I ran ahead with no more shame of the crowd than Zaccheus of old. I threw open the gate, bounded up the steps and spread wide the door. In the hall, the widow, knowing naught of this, met me with wet eyes crying,
“Ah! ah! de ‘ouse of de orphelin’ is juz blaze’ up h-all over h-at once!” and hushed in amazement as the procession entered the gate.
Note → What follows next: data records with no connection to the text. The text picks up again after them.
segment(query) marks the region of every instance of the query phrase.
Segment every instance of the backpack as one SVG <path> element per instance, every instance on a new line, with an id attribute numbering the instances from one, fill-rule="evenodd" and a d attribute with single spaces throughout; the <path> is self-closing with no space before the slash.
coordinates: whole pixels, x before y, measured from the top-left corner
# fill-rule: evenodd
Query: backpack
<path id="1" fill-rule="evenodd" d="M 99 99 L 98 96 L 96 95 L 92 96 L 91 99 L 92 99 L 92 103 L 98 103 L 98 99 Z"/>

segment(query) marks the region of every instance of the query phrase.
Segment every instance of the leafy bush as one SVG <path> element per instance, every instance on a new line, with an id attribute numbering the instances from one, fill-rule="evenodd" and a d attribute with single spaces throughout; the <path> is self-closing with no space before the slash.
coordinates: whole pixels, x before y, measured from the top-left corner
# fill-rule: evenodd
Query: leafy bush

P.T.B. Manouvrier, Taxidermist!
When the fire was out the owner of that sign went back to his shop and to his work, and his wife sat by him sewing as before. But the orphans stayed in their new and better home. Two or three years ago the Sisters–the brother-in-law’s widow is one of them–built a large addition behind; but the house itself stands in the beauty in which it stood on that day of destruction, and my friend always leaves his work on balmy afternoons in time to go with his wife and see that pink procession, four times as long now as it was that day, march out the gate and down the street for its daily walk.
“Ah! Pastropbon, we got ba-bee’ enough presently, en’t it?”
“Ole woman, nobody else ever strock dat lott’ree for such a prize like dat.”